Mayor Fiaz said: “Covid-19 has brought the Borough’s housing challenges into stark relief. The mortality rate in Newham is the second highest in the country, and housing is an important contributing factor. Specifically, the high levels of overcrowding and large numbers of houses in multiple occupation (HMOs) are likely factors contributing to the profound impact of Covid-19 on the Borough, which has a large BAME population and pre-existing areas of high deprivation.
“This strategy is incredibly ambitious, and I make no apologies for that, we face an enormous challenge in the face of a broken housing system, a post-COVID19 recession and the continued under-funding of local authorities like Newham. But in this document we have set out not only our aspirations, but also the improvements we are actually delivering for our residents.
“Our commitment will not waiver, residents should have access to homes fit for human habitation and housing that they can afford. They should be treated fairly as a private or social renter and tenant, with security and good quality homes that promote health and wellbeing.”
The proposed Housing strategy reflects the massive challenges on housing faced by Newham residents including:
- Rising rent levels and house prices which has made most housing unaffordable, and placed a huge financial burden on households
- A growing Private Rented Sector (PRS), often characterised by poor quality and insecure housing for families
- A large and growing problem of homelessness – including both families in temporary accommodation and people on the streets;
- A Council house sector that has been undermined over the long term by the right to buy and under-investment;
The Council, which has UK's most severe housing crisis, also has plans - subject to a separate consultation with residents - to overhaul its allocations policy with an increased focus on need and alleviating severe overcrowding. Last night Cabinet members agreed to consult with residents and other stakeholders on a proposed new policy for deciding which households are given social housing.

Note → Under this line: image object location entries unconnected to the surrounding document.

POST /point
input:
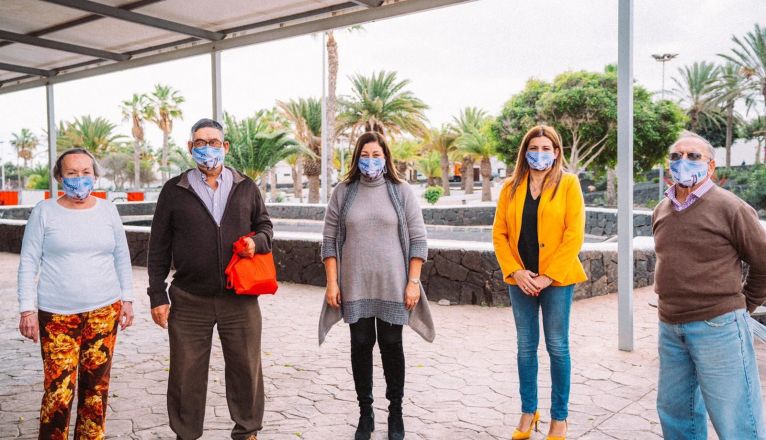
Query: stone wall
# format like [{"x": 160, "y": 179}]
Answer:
[
  {"x": 602, "y": 222},
  {"x": 467, "y": 275},
  {"x": 599, "y": 221},
  {"x": 124, "y": 208},
  {"x": 644, "y": 194}
]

The Council’s current system, which has been in place since 2012, "de facto prioritises those in employment" leading to too many residents languishing for housing in overcrowded, insecure or inadequate housing despite their acute need. The new proposals will move to an approach putting "those in highest need" first. Under the new policy, a bidding advantage given to households in work will be removed, and greater priority given to those facing severe overcrowding.

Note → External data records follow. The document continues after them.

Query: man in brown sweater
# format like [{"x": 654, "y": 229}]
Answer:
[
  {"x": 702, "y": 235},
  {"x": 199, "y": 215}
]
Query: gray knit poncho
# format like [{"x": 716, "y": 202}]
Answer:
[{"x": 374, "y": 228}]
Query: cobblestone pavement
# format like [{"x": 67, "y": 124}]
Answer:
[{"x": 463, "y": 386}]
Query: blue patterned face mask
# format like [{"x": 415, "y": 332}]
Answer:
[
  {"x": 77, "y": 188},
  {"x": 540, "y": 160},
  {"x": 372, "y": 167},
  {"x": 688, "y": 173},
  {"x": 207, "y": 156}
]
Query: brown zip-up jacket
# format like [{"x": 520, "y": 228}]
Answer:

Cllr John Gray, cabinet member for Housing said: “We want a system which looks fairly at those in the greatest housing need. We are at the sharp end of the deep national housing crisis, with over 27,000 currently on the housing list, and over 5,000 currently in temporary accommodation. This is why, in addition to building more homes, we have to review our allocations policy to make sure it is fit for purpose.
“This strategy commits Newham Council to doing all it can to deliver on decent, affordable and local homes for residents, especially as we face the inevitable post-COVID recession, increasing unemployment, and a potential surge in evictions from the private rented sector. The government must now accept its responsibility to support those communities most affected by the pandemic, and start a genuine programme of affordable house building for those most vulnerable to sickness, economic hardship and inequality.”
Newham has already adopted and is starting to implement a new two-year Homelessness and Rough Sleeping Strategy agreed by cabinet in December 2019 this includes a renewed focus on prevention, reducing the numbers in temporary accommodation, a new approach to rough sleeping and a specific plan around Stratford Centre.